Sincerões virtuais com efeitos reais

Julgamentos ofensivos e desrespeito nas redes sociais não contribuem com a formação de opinião, mas demandam cuidados

Por: Fernanda Lopes  -  27/04/24  -  21:47
  Foto: Banco de imagens

As redes sociais são um sincerão do Big Brother todo dia. As pessoas comentam em postagens o que lhes vêm à cabeça como se do outro lado não tivesse um ser humano lendo comentários sobre sua vida, seu trabalho, seu legado, seus filhos, seus cachorros ou qualquer assunto. Afinal, parece que só há especialistas teclando.


Em uma postagem recente sobre um ranking de restaurantes foi uma chuva de críticas, algumas claramente de quem nunca esteve no lugar mas que fez questão de desmerecer o trabalho de quem nem conhece.


Sabe quando lá nos Sincerões roteirizados pelo Boninho os confinados se ofendiam mutuamente em uma estratégia de jogo? Na internet, isso acontece sem estratégia e sem nenhum milhão em disputa, só pelo prazer de falar mal, de julgar, ou, simplesmente, porque as pessoas não conseguem deixar de dar sua opinião sobre tudo.


O julgamento nas redes sociais é cruel e rápido, sem análise de provas, contexto ou lados da questão. Antes da internet, as discussões se resumiam a mesas de bar, reuniões de trabalho ou encontros familiares. Muitas vezes, o alvo do julgamento nem ficava sabendo. Agora, tudo é às claras, apesar de os acusadores e donos da razão se esconderem por trás de endereços de IP, telas e avatares.


Me chocou, particularmente, um vídeo de uma bebê de cerca de 1 ano, que ainda aprendia a andar, mas que, como toda criança saudável, esbanjava energia. Ela estava na cozinha com um irmão mais velho, de uns 4 anos, que estava sentado, tranquilo. A legenda dizia: “se ela fosse a primeira eu não teria o segundo”. Levando a entender que a caçula era mais levada. Na cena, a bebê subia na cadeira, se pendurava em um puxador do armário e, assim, acabava caindo de cabeça no chão.


Fiquei até nervosa de ver o desenrolar do vídeo. Acredito que nada demais deva ter ocorrido, já que o post estava em tom de piada. O que me deprimiu foi ler os comentários: “tomara que tenha aprendido”, “merecia apanhar”, “se fosse castigada não faria isso”, “bem feito”... Eram tantos e tão cruéis. Com um bebê! Antes, as pessoas escondiam esses seus lados sombrios. Agora, se orgulham de expô-lo, já que há eco, curtidas e repostagens.

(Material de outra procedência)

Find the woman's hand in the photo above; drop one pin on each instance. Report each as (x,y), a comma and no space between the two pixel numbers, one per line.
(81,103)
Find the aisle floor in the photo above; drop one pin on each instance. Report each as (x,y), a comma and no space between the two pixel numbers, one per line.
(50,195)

Como se antevisse o que viria, numa de suas citações, Albert Einstein disse: “Tornou-se chocantemente óbvio que a nossa tecnologia excedeu a nossa humanidade”.


E nós sabemos que estamos sendo permanentemente julgados por nossas exposições, mas o empreendedor que não usa essa ferramenta de divulgação acaba no limbo do ostracismo e na falência. É como se não existisse.


Diante disso, vivemos uma era de pessoas ansiosas. Pesquisa encomendada pela Associação Brasileira de Familiares, Amigos e Portadores de Transtornos Afetivos, mostra que quatro de cada dez pessoas se sentem cobradas pelos conteúdos que compartilham e têm medo de serem julgadas. Além disso, 1/3 dos entrevistados relatou se sentir muito ansioso para saber se suas postagens serão bem aceitas. Por fim, mesmo quando estão com problemas, 65% admitiram que se sentem pressionados a só fazer publicações muito positivas.


O que mais me choca nos comentários das redes sociais é que as pessoas não se intimidam em ofender. Escrevem barbaridades de quem elas nem ao menos conhecem, baseando-se em textos de cinco linhas dos posts, porque nem se dão ao trabalho de clicar para ler a notícia completa.


A fofoca considerada inofensiva dos bares e esquinas, tornou-se perigosa e angustiante. Empatia, respeito, integridade mandaram lembranças. Pois não aparecem faz tempo.


O que vemos é um show de horrores que não acrescenta, só subtrai. Tira nossa sanidade, mina nossa autoestima e infla nossas inseguranças. São os sincerões virtuais com efeitos bem reais.